Apparently Pettenkofer, aged 74 at the time he wrote the letter, survived this cholera exposure quite well, perhaps possessing the high stomach acidity which sometimes neutralizes the bacillus, though he shot himself to death in Munich 9 years later.
Skeptics notwithstanding, microbes were key. Enormous new vistas now lay open, as surgeons could confidently make an incision through intact skin without incurring an extreme risk of wound infection. The next step was to progress beyond killing wound bacteria with chemical antiseptics, to the prevention of bacterial contamination by eliminating bacteria in the operating theater -- aseptic surgery. The use of steam sterilization of instruments, dressings and gowns, the wearing of masks, caps and gloves, air filtration and the other rituals of the operating theater of today were introduced over the decades following Lister's efforts.
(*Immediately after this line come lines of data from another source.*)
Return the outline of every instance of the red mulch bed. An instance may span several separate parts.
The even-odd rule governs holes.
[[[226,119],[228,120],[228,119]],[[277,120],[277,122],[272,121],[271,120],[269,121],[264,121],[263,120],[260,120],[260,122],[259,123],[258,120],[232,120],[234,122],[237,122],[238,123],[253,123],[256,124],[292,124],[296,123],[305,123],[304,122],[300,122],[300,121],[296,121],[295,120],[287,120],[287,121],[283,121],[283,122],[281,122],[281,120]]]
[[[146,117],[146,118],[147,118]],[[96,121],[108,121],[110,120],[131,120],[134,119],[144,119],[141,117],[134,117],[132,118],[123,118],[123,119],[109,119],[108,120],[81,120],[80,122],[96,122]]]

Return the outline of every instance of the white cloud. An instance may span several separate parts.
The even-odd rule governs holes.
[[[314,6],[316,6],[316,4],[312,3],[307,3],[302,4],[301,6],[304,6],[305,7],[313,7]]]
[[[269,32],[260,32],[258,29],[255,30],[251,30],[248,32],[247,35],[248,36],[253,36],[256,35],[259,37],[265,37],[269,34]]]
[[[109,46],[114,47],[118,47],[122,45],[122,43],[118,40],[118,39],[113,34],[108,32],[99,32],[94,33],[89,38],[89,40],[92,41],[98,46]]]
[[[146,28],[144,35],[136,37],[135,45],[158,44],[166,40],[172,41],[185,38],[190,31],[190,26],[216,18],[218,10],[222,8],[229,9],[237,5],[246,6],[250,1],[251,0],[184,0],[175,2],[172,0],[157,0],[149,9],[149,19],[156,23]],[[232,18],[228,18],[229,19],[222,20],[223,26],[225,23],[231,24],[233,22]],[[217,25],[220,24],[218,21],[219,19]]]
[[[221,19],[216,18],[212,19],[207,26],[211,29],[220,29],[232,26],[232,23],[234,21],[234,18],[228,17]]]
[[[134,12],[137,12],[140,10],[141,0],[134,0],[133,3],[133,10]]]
Anesthesia and antisepsis enabled surgeons to carry out procedures that had formerly been quite beyond them, including long operations inside the head, the abdomen and the pelvis. Theodor Billroth of Vienna (1829-1894) resected the esophagus in 1872, parts of the intestines in 1878, and the pyloric end of the stomach in 1881. Billroth also made the first complete excision of the larynx. The first successful repair of a gunshot wound on a major artery was performed in Chicago by John B. Murphy (1857-1916) in 1897; Ludwig Rehn (1849-1930) of Frankfurt am Main performed the first successful repair of a cardiac injury in Germany in the same year.
Writing in 1874, Sir John Eric Erichsen (1818-1896), Professor of Surgery at University College, London, had predicted that "the abdomen, the chest, and the brain would be forever shut from the intrusions of the wise and humane surgeon." By the time of Erichsen's death 22 years later, surgeons had successfully removed from patients the stomach and large parts of the intestines, a whole lung had been excised, and a brain tumor had been extirpated. These operations were not mere feats of surgical showmanship; they saved the lives and restored the health of thousands of human beings.